Mr Utterson decides he will "remain behind after all others had departed" from UItterson's gathering of his friends. He is hoping to find out information about Mr Hyde. His "all intelligent" technique should help him find out some insight on Mr Hyde as he thinks Jekyll is in danger.
Utterson begins talking to Jekyll and Jekyll immediately says he has never seen "a man so distressed" to try and get Utterson away from the case with Mr Hyde. This also shows Utterson's change of character since he has taken up the case.
Later in the conversation, we see Jekyll begin worrying because he knows Utterson will eventually find out about his secret and we see hints of Hyde taking control of him when he changes his tone of voice when he "trifle sharply."

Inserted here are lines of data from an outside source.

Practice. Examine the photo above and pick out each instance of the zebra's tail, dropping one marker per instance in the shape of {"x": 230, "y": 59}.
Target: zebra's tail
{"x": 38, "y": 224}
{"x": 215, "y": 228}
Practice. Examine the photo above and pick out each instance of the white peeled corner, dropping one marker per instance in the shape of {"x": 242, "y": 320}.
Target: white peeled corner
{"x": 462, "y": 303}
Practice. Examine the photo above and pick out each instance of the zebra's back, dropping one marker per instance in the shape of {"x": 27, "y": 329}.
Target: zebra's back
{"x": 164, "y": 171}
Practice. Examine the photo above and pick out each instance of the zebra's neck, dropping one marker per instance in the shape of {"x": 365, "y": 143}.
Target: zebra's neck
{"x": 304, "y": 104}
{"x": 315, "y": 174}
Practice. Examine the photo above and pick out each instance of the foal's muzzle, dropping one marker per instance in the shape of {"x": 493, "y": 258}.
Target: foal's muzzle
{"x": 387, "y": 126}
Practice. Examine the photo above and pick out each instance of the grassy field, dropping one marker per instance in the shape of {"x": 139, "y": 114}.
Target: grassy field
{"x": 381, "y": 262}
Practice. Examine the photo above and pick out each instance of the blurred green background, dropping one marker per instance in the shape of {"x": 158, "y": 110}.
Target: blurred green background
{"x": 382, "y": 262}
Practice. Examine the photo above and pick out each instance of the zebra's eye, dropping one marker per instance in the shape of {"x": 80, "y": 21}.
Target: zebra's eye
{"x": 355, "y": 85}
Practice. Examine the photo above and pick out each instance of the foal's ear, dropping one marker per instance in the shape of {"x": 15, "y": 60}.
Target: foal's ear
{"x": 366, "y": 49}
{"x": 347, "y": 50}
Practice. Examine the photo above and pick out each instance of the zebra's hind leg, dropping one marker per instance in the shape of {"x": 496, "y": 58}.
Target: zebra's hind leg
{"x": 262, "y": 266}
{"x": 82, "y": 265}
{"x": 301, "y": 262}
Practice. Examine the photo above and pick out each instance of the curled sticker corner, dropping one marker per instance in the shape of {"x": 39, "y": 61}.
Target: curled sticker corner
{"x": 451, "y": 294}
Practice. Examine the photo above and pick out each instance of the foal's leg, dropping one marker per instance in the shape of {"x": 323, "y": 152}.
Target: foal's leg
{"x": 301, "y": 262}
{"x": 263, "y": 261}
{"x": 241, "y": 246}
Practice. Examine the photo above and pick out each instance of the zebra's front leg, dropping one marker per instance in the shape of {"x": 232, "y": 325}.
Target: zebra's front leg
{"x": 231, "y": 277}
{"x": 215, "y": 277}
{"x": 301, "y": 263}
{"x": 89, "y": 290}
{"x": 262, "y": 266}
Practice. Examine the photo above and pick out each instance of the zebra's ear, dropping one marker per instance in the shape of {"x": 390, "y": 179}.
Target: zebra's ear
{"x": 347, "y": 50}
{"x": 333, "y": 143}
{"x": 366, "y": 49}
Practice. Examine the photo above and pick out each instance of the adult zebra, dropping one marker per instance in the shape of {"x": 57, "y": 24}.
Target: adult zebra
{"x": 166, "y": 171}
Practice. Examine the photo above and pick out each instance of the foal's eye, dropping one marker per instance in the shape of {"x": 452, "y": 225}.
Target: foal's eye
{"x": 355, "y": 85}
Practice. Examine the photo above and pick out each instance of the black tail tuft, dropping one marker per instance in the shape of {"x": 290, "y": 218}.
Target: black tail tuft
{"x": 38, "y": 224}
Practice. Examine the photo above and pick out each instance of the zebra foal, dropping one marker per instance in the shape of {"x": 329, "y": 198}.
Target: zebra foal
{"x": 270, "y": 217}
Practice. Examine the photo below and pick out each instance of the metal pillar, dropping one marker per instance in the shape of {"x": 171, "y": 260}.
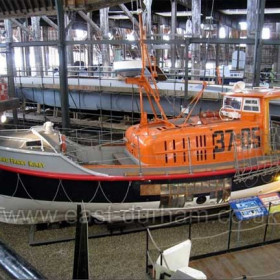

We begin to see even more foreshadowing when "Dr Jekyll grew pale to the very lips, and there became a blackness in his eyes. This foreshadows Hyde is taking more control as his "handsome face" turns. Mr Utterson tries to find out more as he begins to thionk Jekyll is hiding something when he tells Jekyll "I am a man to be trusted."
Jekyll tells Utterson that "it isn't what you fancy" to try and get Utterson to drop the case but as a reader we know it foreshadows that Utterson doesn't actually know everything. Jekyll at this stage thinks he can "be rid of Mr Hyde" yet we know he can't. We know he isn't going to tell Utterson as it is "a private matter."
Jekyll is panicking at the end of the conversation, he lies when he says he fears Mr Hyde was rude to Mr Utterson yet he knows this, as it was him. He describes Mr Hyde as a "young man" enforcing the lies. The conversation becomes unconfortable when Jekyll begins to "plead." We then see some epic foreshadowing when Jekyll says "when I am no longer here" as in he knows Hyde will take over.